Cumhuriyetçi Türk Partisi (CTP) Milletvekili Fikri Toros, Kıbrıs sorununun adil ve kabul edilebilir çözümünün ilgili tüm taraflar için teşvik unsuru olduğunu belirtti
Toros: Liderler tarihi bir sorumluluk altında
Enerji kaynaklarının verimli bir şekilde çıkarılması ve Türkiye ile Avrupa pazarlarına ulaştırtılmasının gündemdeki sorunların aşılmasına bağlı olduğunu söyleyen Toros, liderlere BM ve tüm taraflar nezdinde sorumlu ve rasyonel davranmaları çağrısında bulundu.
Liderlerin takvimli, sonuç odaklı yöntemle resmi müzakerelerin başlaması için BM’ye çağrı yapmaları gerektiğini dile getiren Toros, liderlerin tarihi bir sorumluluk altında olduklarını kaydetti.

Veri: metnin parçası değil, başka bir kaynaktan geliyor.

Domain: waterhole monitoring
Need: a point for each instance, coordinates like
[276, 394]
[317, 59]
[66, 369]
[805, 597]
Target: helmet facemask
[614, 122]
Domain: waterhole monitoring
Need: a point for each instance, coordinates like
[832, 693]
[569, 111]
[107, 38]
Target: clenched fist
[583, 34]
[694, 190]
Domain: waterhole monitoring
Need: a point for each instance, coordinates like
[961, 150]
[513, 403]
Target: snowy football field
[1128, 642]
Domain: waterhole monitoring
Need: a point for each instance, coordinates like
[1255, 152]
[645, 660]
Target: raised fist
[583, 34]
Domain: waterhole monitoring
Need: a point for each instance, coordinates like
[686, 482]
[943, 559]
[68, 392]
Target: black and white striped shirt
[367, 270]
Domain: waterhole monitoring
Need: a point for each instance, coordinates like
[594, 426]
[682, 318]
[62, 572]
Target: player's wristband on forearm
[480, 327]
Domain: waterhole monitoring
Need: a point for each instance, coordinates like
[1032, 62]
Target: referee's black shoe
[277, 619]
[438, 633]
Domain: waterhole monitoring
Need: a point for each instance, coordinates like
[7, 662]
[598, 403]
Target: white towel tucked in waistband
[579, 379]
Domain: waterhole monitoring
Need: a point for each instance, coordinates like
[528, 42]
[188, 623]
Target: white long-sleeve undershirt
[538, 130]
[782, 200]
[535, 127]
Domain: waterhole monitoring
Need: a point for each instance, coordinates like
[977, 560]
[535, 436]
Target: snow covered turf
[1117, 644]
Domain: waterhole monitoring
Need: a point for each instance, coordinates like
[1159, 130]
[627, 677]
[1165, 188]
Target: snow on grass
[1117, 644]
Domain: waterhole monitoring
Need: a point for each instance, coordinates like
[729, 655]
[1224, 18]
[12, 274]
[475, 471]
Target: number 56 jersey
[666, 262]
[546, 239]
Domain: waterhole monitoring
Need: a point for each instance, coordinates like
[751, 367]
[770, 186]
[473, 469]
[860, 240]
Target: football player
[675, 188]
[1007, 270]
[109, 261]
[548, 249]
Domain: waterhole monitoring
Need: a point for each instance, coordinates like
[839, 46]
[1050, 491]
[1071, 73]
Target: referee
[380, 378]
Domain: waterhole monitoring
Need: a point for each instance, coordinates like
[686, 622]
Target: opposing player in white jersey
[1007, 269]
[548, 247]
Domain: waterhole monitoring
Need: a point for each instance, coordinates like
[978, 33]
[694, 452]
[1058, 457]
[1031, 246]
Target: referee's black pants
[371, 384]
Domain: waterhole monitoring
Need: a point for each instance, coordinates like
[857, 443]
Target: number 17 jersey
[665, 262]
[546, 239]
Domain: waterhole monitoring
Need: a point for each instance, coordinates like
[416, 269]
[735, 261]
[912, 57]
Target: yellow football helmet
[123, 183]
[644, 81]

“Anastasiadis’in sunduğu GYÖ’ler elverişli koşullar yaratacak”
Toros, kapsamlı çözüm doğrultusunda Kıbrıs Türk ekonomisini güçlendirmek için Kıbrıs Cumhuriyeti Başkanı Nikos Anastasiadis’in sunduğu güven yaratıcı önlemlerin elverişli koşullar yaratacağına inanç belirtti.

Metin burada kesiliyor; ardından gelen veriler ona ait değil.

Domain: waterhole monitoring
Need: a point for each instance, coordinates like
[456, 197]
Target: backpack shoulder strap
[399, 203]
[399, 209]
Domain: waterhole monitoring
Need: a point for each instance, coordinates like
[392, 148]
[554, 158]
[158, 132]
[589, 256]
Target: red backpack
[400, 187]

Toros, Türkiye’nin proaktif politikasıyla acil olan bölgesel iş birliğinin yolunu açmaya çalıştığını, bunun da Batılı ülkeler tarafından desteklendiğini belirtti.
“Çözüm sürecinin federal çözüm hedefiyle müzakere edilmesi gerekiyor”
Türkiye ile Kıbrıs arasında deniz yetki alanlarının belirlenmesi ve Kıbrıslıtürklerin haklarının gözetilmesi gerektiğini dile getiren Toros, çözüm sürecinin de federal çözüm hedefiyle müzakere edilmesi gerektiğini kaydetti.
Toros, Cumhurbaşkanlığı makamında bulunan Tatar’ın gerekli istişareleri gerçekleştirmesinin zaruri olduğunu kaydederek, güven yaratıcı önlemlerin reddedilmesinin Kıbrıslıtürklerin tecrit edilmesine katkı koyacağını belirtti.
“Levant bölgesi, önemli bir jeostratejik bölge konumuna gelmiştir”
Toros’un açıklamasının devamı şu şekilde;
Kıbrıs’ın “çekirdek” konumunda olduğu ve Doğu Akdeniz’de birçok tarihi çatışma sahasını bünyesinde barındıran Levant bölgesi, son yıllarda küresel enerji denkleminde öne çıkan ve dolayısıyla güçlerin kontrol alanlarına katmak istedikleri önemli bir jeostratejik bölge konumuna gelmiştir.
Doğu Akdeniz bölgesinin, Hint Okyanusu’ndan Avrupa’ya ulaşan ticaret yollarının odağında olması, Rus petrol ve doğalgaz ihracatına uygulanan yaptırımlarla birleşince, hidrokarbon potansiyeli olan Levant bölgesi önemli bir alternatif kaynak niteliği kazanmış, dolayısıyla bölgenin stratejik değeri artmıştır.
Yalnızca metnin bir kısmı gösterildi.